Not all mistakes are of course bad, as we may gain insight from small failures. But some mistakes, such as those that result in a loss of lives in an accident, are clearly unacceptable. This is why in system safety we must always be aware that, no matter how good a job we do in designing our systems, or how good we think our analyses are, we will never be good enough, and often we will not get our engineering and our safety analyses right. Our analyses will be flawed, our designs will incorporate unrealistic assumptions, and our products will fail. Software will be designed using invalid or misinterpreted requirements. Our components will fail before we expect them to. The operational environments will be unexpected. And, because building complex technologies is a human endeavor, people will make mistakes at every step of the development process through intentional and unintentional actions. Therefore, engineers and managers should try to design in safety whenever possible. And even when organizations take the approach of designing in safety through inherently safer designs, those organizations should anticipate failure and prepare emergency systems to respond to those bad days.

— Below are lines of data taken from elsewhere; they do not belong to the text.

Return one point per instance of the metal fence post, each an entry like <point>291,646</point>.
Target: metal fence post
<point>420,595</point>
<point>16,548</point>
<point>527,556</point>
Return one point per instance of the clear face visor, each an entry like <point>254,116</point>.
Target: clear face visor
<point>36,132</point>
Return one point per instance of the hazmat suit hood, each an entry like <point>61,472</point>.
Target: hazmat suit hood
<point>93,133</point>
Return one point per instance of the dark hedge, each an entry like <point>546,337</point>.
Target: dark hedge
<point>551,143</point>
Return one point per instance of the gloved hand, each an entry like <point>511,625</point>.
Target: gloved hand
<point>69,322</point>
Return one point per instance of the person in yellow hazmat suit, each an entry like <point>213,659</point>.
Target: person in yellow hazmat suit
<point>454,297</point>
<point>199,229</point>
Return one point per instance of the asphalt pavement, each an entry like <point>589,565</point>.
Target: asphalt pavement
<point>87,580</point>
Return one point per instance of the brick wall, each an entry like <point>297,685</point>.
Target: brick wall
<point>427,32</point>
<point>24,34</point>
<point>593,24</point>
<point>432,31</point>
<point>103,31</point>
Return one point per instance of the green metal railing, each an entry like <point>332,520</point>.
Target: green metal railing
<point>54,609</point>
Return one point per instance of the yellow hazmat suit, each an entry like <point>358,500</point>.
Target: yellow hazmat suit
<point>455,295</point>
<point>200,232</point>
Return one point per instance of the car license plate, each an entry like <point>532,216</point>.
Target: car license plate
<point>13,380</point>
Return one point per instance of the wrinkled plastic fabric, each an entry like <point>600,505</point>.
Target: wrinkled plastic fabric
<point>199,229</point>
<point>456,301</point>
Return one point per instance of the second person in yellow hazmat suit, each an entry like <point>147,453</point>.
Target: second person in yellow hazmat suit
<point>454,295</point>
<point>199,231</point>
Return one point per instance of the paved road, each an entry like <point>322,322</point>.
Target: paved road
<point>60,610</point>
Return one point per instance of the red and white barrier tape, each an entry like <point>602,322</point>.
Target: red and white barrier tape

Most importantly, we must implement and embrace systems and approaches to learn from failure and problems. A failure to learn from our mistakes may lead to accidents (or to a repeat of a previous accident). For example, on December 19, 2005, an amphibious airplane operated by Flying Boat, Inc., doing business as Chalk’s Ocean Airways flight 101, crashed into the shipping channel adjacent to the Port of Miami, Florida shortly after takeoff. All 20 people aboard, including 18 passengers and 2 crew members, were killed in the crash. The NTSB found that the airplane’s right wing had separated during flight. The probable root cause was 1) the failure of the Chalk’s Ocean Airways maintenance program to identify and properly repair fatigue cracks in the right wing and 2) the failure of the Federal Aviation Administration (FAA) to detect and correct deficiencies in the company’s maintenance program. The NTSB report noted that flight logs had documented numerous fuel leak discrepancies on the airplane that crashed. These fuel leaks were always resolved, but would then mysteriously reappear, according to the report. The NTSB noted that the fuel leaks were near the area where the right wing separated, and were probably indicators of structural damage that ultimately led to the loss of the airplane. The NTSB also stated that pilots had reported skin cracks. The accident report stated that had an in-depth investigation of the cracks and the fuel leaks been conducted, the operator probably would have discovered significant structural damage inside of the wing. The report stated, “Correction of that structural damage not only would have corrected the leaks but also would have prevented the accident.”
In the words of Kathryn Schulz, “If you really want to be right you have to start by acknowledging your fallibility, deliberately seeking out your mistakes, and figuring out what caused you to make them.” In other words, we must accept that it is likely that we could be in error, and be open to what may have led to such errors. This means that management must encourage chronic unease, where there is a feeling throughout the organization that the next accident is just around the corner. Organizations must develop a reporting culture where problems are recorded and used in decision making. And organizations should implement effective closed-loop anomaly reporting and corrective action systems. In short, we have to have a healthy respect for the dangers and risks of the systems we design, and understand that we too can be wrong.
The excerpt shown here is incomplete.